Bug 1524815

Summary: Writing to samba share stops if another gluster node becomes unavailable
Product: [Community] GlusterFS Reporter: david.spisla
Component: gluster-smbAssignee: bugs <bugs>
Status: CLOSED NOTABUG QA Contact:
Severity: high Docs Contact:
Priority: unspecified    
Version: 3.12CC: bugs
Target Milestone: ---   
Target Release: ---   
Hardware: x86_64   
OS: Linux   
Whiteboard:
Fixed In Version: Doc Type: If docs needed, set a value
Doc Text:
Story Points: ---
Clone Of: Environment:
Last Closed: 2018-01-08 07:31:40 UTC Type: Bug
Regression: --- Mount Type: ---
Documentation: --- CRM:
Verified Versions: Category: ---
oVirt Team: --- RHEL 7.3 requirements from Atomic Host:
Cloudforms Team: --- Target Upstream Version:
Embargoed:
Attachments:
Description Flags
Detailed list of installed packages, smb.conf, smbd-debugger-output, smbd-strace-output, volinfo, etc. none

Description david.spisla 2017-12-12 07:34:57 UTC
Created attachment 1366458 [details]
Detailed list of installed packages, smb.conf, smbd-debugger-output, smbd-strace-output, volinfo, etc.

Description of problem:
We found a strange behaviour with our gluster installation using Gluster 3.12 together with Samba (+Gluster-Vfs Plugin).
Please find attached the detailed list of installed packages, smb.conf, smbd-debugger-output, smbd-strace-output, volinfo, etc.

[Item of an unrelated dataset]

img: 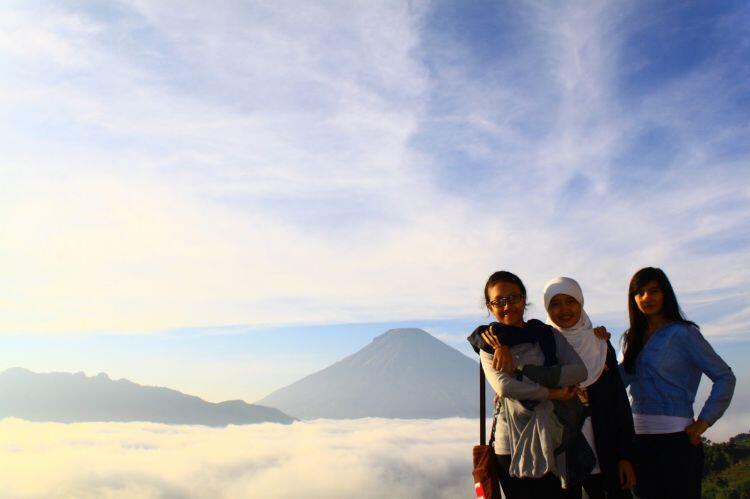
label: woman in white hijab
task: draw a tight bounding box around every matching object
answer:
[544,277,635,499]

Writing to samba share stops if another gluster node becomes unavailable

Version-Release number of selected component (if applicable):
gluster3.12, samba4.6.2, samba-vfs-glusterfs4.6.2

How reproducible:
We’re using a setup with two nodes. A volume with one brick on each node, Replica 2. Samba provides a share on Node1. Start writing a big file to the samba share on Node1 and disconnect Node2 (we stopped the VM).

Actual results:
Writing to samba share will freeze. It depends on the samba client if the write process will proceed after ~70 second (or longer) or if it fails

Expected results:
Writing to samba share will not stop or interrupted if another gluster node becomes unavailable

Additional info:
The attached files suggest the suspicion that the running gluster process is not aware in the fact that the other node died and is blocked until the dead node is available again or a timeout occurs.
We also tried to use a fuse mount (samba used it as a local directory) with nearly the same result.

Because of the long timeout the smb client might fail.

Comment 1 david.spisla 2018-01-08 07:34:47 UTC
The behaviour above is caused by the "network.ping-timeout" default value of 42.
Reduce this value if you are using a smb client. The Windows SMB Client use a timeout of 25. So 42 is too high for this Client.